However, if there is one downside to this inbound migration (aside from the fact that so many don’t know the difference between eastern and western barbecue), it’s the fact that there aren’t enough homes to meet demand. Thankfully, there’s a bill working its way through the legislature that could help alleviate our problem.
Home prices continue to rise across the state, with Zillow data showing an increase of 10% since the start of the pandemic. Let that sink in for a moment. During a time of economic uncertainty and national societal unrest, home prices not only rose, they broke records. Yet, higher prices mean fewer people can afford to purchase a home. No surprise there!
If you’re a seller looking to downsize, you’re likely to turn a pretty penny for your property. But a buyer in this market … well, I do not envy you.
Why are home prices so high?

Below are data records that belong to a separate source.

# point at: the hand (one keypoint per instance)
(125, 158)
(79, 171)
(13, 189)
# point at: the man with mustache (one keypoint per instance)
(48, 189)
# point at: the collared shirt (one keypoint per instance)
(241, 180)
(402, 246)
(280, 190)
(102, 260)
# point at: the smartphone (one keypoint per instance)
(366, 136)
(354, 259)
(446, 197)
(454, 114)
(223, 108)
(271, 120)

The easy economic answer is “supply and demand,” but it’s worth considering why supply has lagged so far behind demand. And that is partly due to local governments and their onerous zoning restrictions. Certain businesses and home owners benefit from excessive zoning restrictions because it reduces competition, whether commercially or culturally, thereby shielding some at the expense of others. It is a form of government choosing winners and losers.

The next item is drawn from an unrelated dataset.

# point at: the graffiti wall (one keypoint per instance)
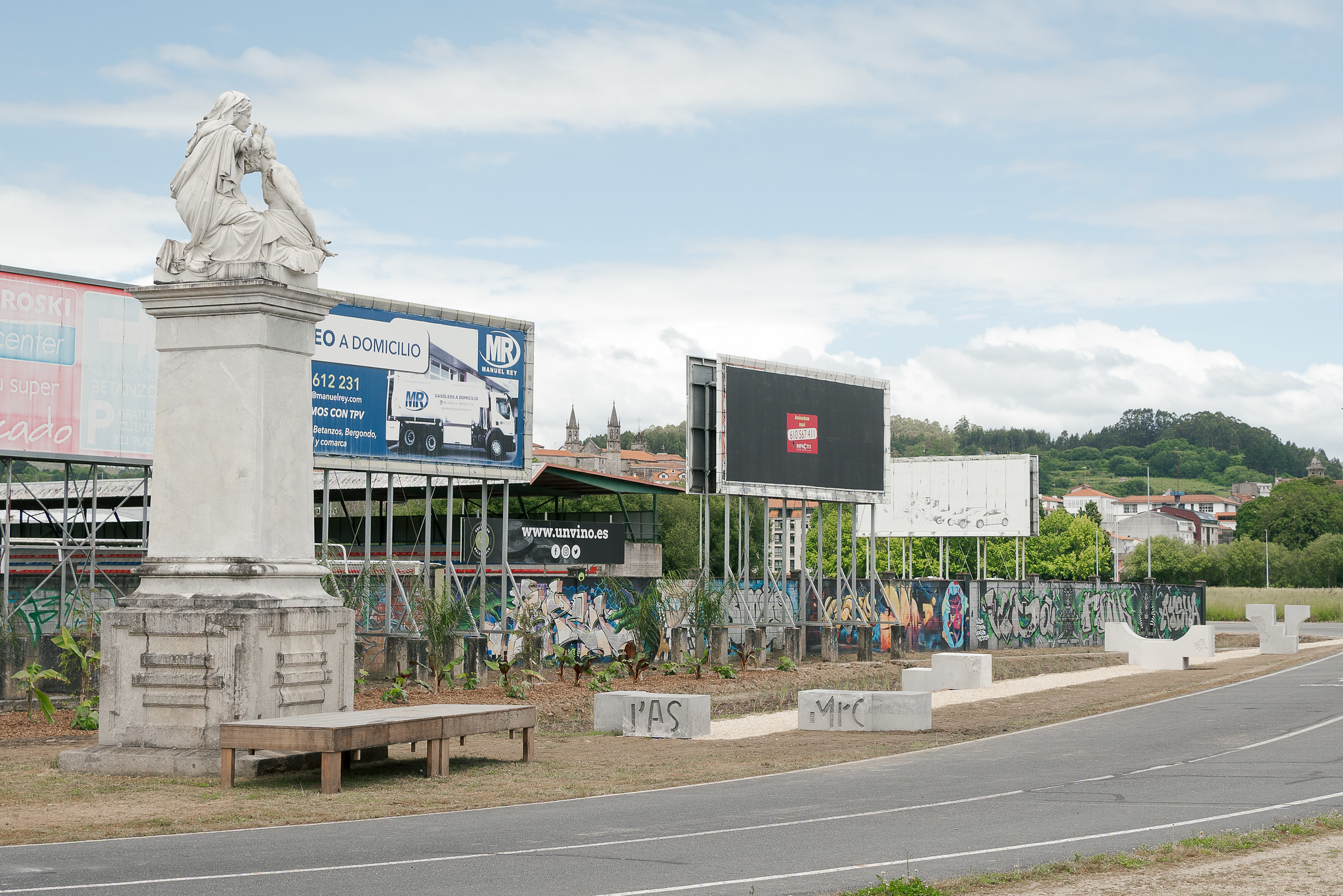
(594, 615)
(1024, 614)
(35, 609)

This isn’t to say there are never reasons for zoning, but I’ve argued before that, “unfair—and unjust—zoning restrictions to prevent others from accessing what would otherwise be available property is a form of disenfranchisement.” It also drives up the costs of existing homes, because fewer options, like duplexes and accessory dwelling units (ADUs), aren’t available for interested buyers.

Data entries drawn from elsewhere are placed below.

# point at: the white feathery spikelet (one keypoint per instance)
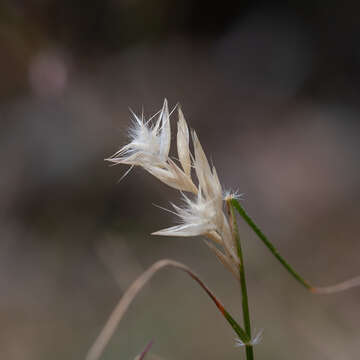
(202, 213)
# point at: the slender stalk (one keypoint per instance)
(244, 295)
(269, 245)
(338, 287)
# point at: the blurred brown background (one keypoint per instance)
(273, 90)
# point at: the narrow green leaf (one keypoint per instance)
(268, 244)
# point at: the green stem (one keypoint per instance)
(268, 244)
(244, 294)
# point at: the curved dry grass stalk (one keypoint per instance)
(144, 352)
(107, 332)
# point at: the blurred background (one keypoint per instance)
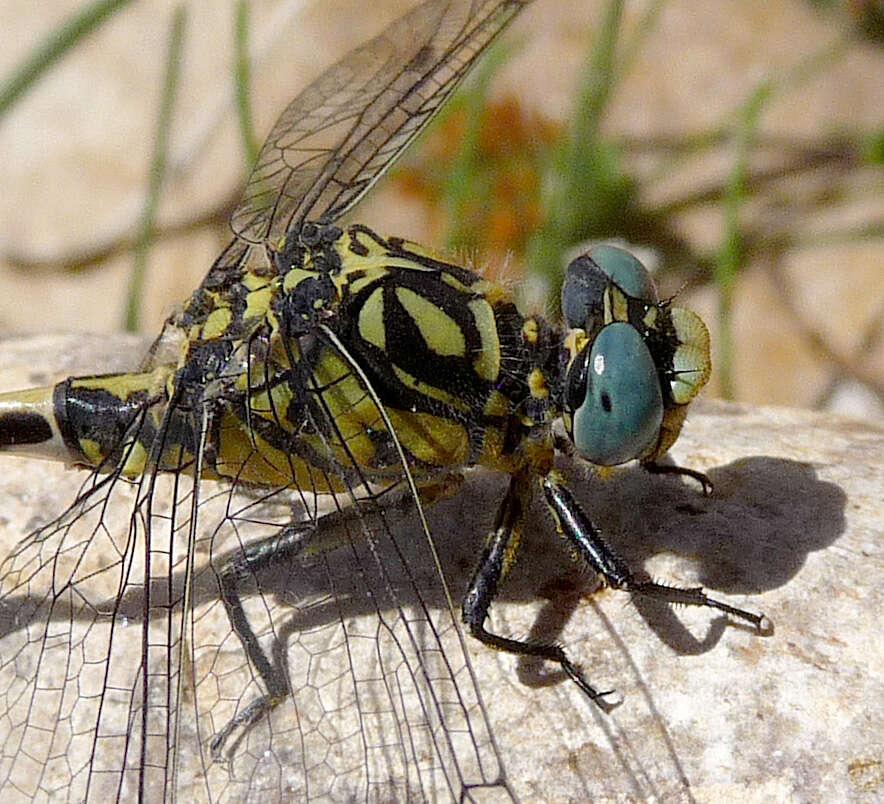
(738, 146)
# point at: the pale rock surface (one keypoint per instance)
(709, 713)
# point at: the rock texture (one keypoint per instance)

Thankfully, Senate Bill 349 – coined as “North Carolina’s most ambitious state zoning reform yet” – could soon be a meaningful solution to our growing housing shortage. This bill would allow channels for more “middle housing,” such as duplexes, townhomes, etc., and give property owners more flexibility to lease out a room or small unit that sits on their primary property (ADUs). Essentially, it could reduce zoning restrictions on certain types of residences.